Ainsi qu’un chêne, et un peu plus loin des bouleaux aux troncs pâles. C’était le point de transfert.
Mais cette clairière n’était-elle pas plus vaste ? Et le chêne n’avait-il pas eu plus de feuilles, plus de nids ? En outre, elle ne se souvenait pas de ce prunier sauvage aux bourgeons violacés nichés au sein des épines. Elle aurait dû se le rappeler, n’est-ce pas ?
C’est la neige, se dit-elle. Elle métamorphose le paysage. Il y en avait près de cinquante centimètres, lisse, immaculée. Nul ne semblait s’être jamais aventuré en ce lieu.
— Est-ce ici que le père Roche espère trouver du lierre ? grommela Rosemonde qui venait la rejoindre et regardait de toutes parts. Je n’en vois pas.
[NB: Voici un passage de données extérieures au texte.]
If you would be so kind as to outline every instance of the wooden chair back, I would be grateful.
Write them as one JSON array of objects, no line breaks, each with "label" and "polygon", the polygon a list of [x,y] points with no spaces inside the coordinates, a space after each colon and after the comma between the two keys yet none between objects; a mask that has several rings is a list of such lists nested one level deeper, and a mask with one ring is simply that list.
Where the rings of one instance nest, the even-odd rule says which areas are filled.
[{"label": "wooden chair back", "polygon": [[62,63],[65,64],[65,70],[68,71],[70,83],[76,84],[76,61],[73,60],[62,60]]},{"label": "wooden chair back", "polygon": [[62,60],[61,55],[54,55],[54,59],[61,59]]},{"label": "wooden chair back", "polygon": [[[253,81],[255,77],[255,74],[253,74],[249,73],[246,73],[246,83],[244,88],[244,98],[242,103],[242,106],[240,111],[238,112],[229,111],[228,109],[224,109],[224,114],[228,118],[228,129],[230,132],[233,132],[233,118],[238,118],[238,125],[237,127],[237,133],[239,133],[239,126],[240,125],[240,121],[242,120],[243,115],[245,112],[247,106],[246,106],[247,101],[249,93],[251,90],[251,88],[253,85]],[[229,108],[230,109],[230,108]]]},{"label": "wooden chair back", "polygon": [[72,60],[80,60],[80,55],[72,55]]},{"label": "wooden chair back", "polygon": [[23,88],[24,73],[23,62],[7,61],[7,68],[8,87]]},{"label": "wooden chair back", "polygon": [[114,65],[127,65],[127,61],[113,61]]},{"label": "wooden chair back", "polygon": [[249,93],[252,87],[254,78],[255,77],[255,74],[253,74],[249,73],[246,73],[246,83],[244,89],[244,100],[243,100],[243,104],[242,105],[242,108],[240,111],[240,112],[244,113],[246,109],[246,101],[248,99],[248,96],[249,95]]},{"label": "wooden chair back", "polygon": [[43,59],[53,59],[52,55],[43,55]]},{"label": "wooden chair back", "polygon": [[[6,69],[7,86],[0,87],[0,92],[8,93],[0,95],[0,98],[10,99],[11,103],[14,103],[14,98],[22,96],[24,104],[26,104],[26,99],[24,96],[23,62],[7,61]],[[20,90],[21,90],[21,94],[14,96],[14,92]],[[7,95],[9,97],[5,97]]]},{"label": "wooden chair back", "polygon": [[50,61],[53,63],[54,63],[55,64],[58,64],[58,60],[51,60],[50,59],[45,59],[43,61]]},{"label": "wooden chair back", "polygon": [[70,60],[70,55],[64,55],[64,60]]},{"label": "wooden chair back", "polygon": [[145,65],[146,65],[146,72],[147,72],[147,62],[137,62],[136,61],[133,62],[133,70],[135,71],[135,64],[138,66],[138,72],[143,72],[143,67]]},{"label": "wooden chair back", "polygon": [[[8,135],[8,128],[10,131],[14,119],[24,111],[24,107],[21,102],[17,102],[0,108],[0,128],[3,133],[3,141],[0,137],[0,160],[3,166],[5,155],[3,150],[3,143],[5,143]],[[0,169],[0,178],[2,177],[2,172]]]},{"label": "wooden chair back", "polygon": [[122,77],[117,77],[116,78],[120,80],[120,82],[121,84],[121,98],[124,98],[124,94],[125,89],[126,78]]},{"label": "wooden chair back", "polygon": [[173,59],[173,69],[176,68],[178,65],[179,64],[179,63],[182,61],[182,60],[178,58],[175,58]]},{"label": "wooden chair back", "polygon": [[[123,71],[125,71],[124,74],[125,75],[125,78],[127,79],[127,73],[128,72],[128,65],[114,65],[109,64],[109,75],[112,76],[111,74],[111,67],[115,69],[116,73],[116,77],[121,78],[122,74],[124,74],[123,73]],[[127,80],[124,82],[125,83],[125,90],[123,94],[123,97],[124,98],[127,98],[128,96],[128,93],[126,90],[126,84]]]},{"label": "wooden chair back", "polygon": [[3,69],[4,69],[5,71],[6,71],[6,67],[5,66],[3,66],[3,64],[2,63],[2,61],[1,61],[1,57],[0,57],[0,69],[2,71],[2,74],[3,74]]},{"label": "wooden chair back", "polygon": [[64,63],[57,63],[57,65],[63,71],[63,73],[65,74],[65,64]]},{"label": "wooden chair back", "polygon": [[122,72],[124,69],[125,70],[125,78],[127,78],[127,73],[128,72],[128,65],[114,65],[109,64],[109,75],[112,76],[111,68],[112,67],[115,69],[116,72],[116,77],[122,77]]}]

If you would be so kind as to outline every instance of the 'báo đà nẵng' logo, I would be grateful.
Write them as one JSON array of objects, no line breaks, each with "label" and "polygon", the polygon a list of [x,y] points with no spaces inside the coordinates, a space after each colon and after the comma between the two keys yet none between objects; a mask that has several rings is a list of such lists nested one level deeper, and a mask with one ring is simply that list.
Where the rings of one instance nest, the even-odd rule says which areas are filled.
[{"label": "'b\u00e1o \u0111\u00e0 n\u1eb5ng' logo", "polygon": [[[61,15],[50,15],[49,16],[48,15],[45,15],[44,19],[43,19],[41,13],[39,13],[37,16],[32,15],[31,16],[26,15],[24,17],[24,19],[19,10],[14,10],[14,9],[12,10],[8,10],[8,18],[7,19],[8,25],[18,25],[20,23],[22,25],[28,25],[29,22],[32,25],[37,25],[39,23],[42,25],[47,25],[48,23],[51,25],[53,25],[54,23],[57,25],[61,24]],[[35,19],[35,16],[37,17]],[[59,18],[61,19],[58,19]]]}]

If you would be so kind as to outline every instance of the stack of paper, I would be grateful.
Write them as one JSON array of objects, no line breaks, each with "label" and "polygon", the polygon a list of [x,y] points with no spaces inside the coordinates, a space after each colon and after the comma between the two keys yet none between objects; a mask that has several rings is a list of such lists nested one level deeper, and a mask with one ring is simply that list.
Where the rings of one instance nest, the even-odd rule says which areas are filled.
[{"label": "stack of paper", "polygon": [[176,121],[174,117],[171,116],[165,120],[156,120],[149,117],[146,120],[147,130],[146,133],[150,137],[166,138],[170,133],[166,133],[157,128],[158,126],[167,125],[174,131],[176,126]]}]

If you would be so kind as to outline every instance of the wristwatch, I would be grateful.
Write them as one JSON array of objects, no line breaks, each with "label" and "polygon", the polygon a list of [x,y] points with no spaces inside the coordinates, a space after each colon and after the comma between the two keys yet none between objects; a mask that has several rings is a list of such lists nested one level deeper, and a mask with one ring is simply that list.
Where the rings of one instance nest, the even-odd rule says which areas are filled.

N’en avait-elle pas aperçu, au pied du chêne ?
C’est la neige, se répéta-t-elle. Elle a recouvert tous les points de repère. Et les ornières creusées par le chariot quand Gawyn l’a tiré.
La cassette… Il ne l’avait pas apportée au manoir. Les hautes herbes des bas-côtés de la route l’avaient dissimulée.
Elle repartit au milieu des saules, sans faire cas des paquets de neige qui tombaient des branches. Le long du chemin la couche était moins épaisse. La cassette devait être visible. Elle croisa Rosemonde, qui lui cria :
— Dame Katherine ! Où allez-vous ?
— Kivrin ! hurla Agnès, en un écho pathétique.
Elle était sur la route, un pied coincé dans l’étrier.
— Venez m’aider ! Vite !
Kivrin la regarda puis se tourna vers la colline. Le père Roche se colletait toujours avec l’âne récalcitrant. Elle devait trouver la cassette avant son arrivée.
— Reste en selle, Agnès ! ordonna-t-elle.
Elle dégagea la neige sous les saules.
— Que cherchez-vous ? demanda Rosemonde. Il n’y a pas de lierre, ici !
— Dame Kivrin ! hurlait Agnès.
Les branches s’étaient affaissées sous le poids de la neige et la cassette devait être plus loin. Elle se pencha et ne vit rien. Elle avait refusé de l’admettre, mais la ramure abritait le sol et la couche de neige n’était pas assez épaisse pour dissimuler cet objet. Il devrait pourtant être là, pensa-t-elle. Si je suis au bon endroit, évidemment.
— Dame Kivrin !
Elle tourna la tête. Agnès était descendue de sa monture et venait vers elle à toutes jambes.
— Ne cours pas ! cria Kivrin.
Trop tard. L’enfant trébucha dans une ornière et tomba.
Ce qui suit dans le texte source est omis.